The Voice of Hind Rajab (2025)

Kaouther Ben Hania | 1hr 30min

There is no feasible way to dramatise the story of five-year-old Hind Rajab without confronting the ethics of representation itself, especially given the ongoing violence that precipitated her killing. On 29 January 2024, she and six other family members were fleeing Gaza City when Israeli forces shelled their car, leaving her as the sole survivor. In the following hours, her voice was recorded through various calls made to the Palestine Red Crescent Society – and it is there, in that emergency call centre, where Kaouther Ben Hania anchors her rigorously procedural docudrama.

This harrowing anti-spectacle of war is void of any battlefield cross-cutting or soaring drone shots. Confined to a single location, The Voice of Hind Rajab renders combat as negative visual space, and instead narrows in on those distorted conversations between victims and dispatch personnel. Besides a few photos displaying Hind’s otherwise innocent childhood, this girl is only present through live audio transmissions – yet to recreate these recordings would be inauthentic. By using the raw files obtained from the call centre, Ben Hania rather foregrounds the human operators as witnesses of war, connecting this staged enactment to a tragic reality that requires no embellishment.

Beyond realism alone, this disembodied representation of Hind further reflects her political condition within a dysfunctional system limited by its own constraints. Bureaucratic processes hold a tight grip over Omar, the man who first picks up the call, as his boss Mahdi insists on establishing a safe route for the rescuers before dispatching them. Of course, this route must be approved by the very same army that killed Hind’s family and is currently threatening her life. Even for those reluctantly carrying out this protocol, such circular logic is impossible to comprehend, yet still it remains the only mechanism through which they might wield any influence. Prematurely sending in rescuers without clearance would endanger their lives too, Mahdi reminds Omar, and thus compassion must submit to the imperfect algorithm of survival.

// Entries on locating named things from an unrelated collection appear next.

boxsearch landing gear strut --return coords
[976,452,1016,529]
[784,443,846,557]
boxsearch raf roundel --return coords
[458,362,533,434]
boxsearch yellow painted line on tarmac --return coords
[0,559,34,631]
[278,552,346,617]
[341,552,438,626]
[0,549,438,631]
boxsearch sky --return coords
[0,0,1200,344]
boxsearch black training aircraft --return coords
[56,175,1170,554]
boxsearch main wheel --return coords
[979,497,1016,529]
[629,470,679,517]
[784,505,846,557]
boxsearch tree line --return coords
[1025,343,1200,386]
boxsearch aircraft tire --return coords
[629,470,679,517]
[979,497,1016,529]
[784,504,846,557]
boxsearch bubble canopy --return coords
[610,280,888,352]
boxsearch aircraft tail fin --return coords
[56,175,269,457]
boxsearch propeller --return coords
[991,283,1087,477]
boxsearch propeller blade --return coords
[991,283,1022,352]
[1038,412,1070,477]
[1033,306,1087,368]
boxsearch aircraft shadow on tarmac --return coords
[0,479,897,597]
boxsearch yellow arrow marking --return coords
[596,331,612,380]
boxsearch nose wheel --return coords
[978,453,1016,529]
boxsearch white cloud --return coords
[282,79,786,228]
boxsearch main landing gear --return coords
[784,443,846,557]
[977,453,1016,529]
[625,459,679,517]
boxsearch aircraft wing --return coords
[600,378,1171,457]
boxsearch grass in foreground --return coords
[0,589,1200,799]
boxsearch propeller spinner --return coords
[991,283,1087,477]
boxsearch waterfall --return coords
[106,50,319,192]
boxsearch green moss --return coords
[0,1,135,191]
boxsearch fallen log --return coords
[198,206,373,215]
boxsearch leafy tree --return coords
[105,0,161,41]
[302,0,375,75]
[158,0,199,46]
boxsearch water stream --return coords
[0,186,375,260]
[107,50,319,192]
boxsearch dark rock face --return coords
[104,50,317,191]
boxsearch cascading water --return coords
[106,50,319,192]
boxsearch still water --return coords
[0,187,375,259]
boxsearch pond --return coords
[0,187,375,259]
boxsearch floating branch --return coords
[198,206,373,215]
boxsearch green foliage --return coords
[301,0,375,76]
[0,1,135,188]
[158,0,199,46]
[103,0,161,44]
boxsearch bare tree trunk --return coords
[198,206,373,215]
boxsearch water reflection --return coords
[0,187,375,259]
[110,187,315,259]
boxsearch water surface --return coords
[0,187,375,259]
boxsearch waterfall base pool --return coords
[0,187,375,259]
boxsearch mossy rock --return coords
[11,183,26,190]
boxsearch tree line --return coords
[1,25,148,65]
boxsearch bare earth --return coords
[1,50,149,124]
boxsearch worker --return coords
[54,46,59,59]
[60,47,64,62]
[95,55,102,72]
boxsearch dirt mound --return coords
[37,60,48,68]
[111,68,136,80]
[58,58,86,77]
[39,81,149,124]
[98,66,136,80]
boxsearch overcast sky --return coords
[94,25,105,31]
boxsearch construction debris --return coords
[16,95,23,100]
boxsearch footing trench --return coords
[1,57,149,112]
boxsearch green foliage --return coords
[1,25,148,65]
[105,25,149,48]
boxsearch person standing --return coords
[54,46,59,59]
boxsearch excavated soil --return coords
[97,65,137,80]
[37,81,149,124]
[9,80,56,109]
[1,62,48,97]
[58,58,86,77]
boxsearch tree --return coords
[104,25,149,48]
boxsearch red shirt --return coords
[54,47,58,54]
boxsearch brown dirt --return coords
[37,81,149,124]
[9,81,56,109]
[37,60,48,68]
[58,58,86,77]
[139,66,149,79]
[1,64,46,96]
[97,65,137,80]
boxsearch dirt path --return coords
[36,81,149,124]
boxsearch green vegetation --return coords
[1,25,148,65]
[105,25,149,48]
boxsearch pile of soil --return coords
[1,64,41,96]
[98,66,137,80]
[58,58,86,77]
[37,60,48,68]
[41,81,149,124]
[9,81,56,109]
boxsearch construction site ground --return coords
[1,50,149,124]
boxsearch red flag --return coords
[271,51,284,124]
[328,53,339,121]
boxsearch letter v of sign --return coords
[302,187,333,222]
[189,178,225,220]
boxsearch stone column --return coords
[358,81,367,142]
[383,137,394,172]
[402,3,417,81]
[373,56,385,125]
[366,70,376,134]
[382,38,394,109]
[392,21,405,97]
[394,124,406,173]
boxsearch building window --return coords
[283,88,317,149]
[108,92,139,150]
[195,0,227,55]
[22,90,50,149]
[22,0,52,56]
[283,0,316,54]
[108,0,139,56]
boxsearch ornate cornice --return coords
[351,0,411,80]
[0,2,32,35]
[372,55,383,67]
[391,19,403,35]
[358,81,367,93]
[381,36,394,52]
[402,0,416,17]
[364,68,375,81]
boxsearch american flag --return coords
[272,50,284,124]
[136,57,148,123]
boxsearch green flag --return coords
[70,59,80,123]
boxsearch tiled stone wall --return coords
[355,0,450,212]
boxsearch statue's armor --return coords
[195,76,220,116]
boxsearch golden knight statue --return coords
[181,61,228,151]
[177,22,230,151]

Given how many calls each day end in fatality before a name is given, the operators’ efforts to salvage a single life from Israel’s violent invasion becomes a matter of stubborn resolve, holding this team to the urgent task at hand. Ben Hania’s narrative focus is equally relentless too in its tightly framed close-ups and long takes, discomfortingly locking us into claustrophobic perspectives, while her handheld camerawork imposes a pervasive instability that never fully comes to rest. In place of cuts, rack focusing efficiently shifts our view from Omar’s desk to Mahdi’s glass office behind him, adhering tightly to the real-time progression of events as stakes precariously mount. Even when Omar’s frustration reaches a furious breaking point, The Voice of Hind Rajab resists contrived tension, letting the operators’ reactions to this situation organically emerge as the primary source of dramatic intensity.

The lacking variation of cinematic technique may impose a certain inertia upon the storytelling, revealing a lack of formal ambition, yet its resulting monotony nevertheless subjects us to the same exasperations as these emergency workers. Often bearing witness to the last words of total strangers, they confront humanity at its most vulnerable, and carry a psychological toll that is at once immediate and immense. Their job is not without reward, as Omar’s coworker Rana fondly recalls the time she helped a ten-year-old deliver her pregnant sister’s baby, yet each triumph is ultimately overwhelmed by the enormity of suffering. A group meditation fleetingly escapes the office as Ben Hania fades to the sun’s reflection upon rolling tides, but even here the shot remains out of focus, as if unable to escape the immediate crisis.

As it is, this dedicated team eventually finds themselves in a position of simply needing to keep Hind on the phone, while the rescue coordination unfolds beyond their control. The names of individual WAV files and their waveforms are often displayed onscreen, connecting each back to a procedural reality, though it is the content of these calls which elevates them beyond administrative data. Terror and panic bleeds through compressed audio recordings, and despite the team’s comforting lie that her family is merely sleeping, she is not so naïve as to believe them. All they can do while she desperately begs for help is to tearfully assure her that aid is almost there, and try to occupy her with mundane questions about school.

When Ben Hania recreates a video recorded on Omar’s phone and then includes that phone in the frame, she further embeds The Voice of Hind Rajab within its documentary reality, setting this reconstruction against the real footage as it is captured. With the film drawing towards its end though, that boundary is fully demolished, departing from her dramatisation to present raw, archival footage of the catastrophic aftermath.

An explosion cut the phone line just as the ambulance arrived on the scene, we learn, taking the lives of two paramedics. When the Israeli forces withdrew twelve days later and the wreckage was finally inspected, Hind’s death was also tragically confirmed. As we peer inside the wrecked vehicle, we glimpse a colourful backpack – and perhaps there is no single image in the film more wrenching than this. Still, it is predominantly in those preceding moments that we are removed from the visual presence of war whereThe Voice of Hind Rajab most urgently closes the distance between victim and observer, and through the subsequent act of bearing witness that we confront the scale of trauma beyond our immediate, limited perspective.

The Voice of Hind Rajab is currently playing in theatres.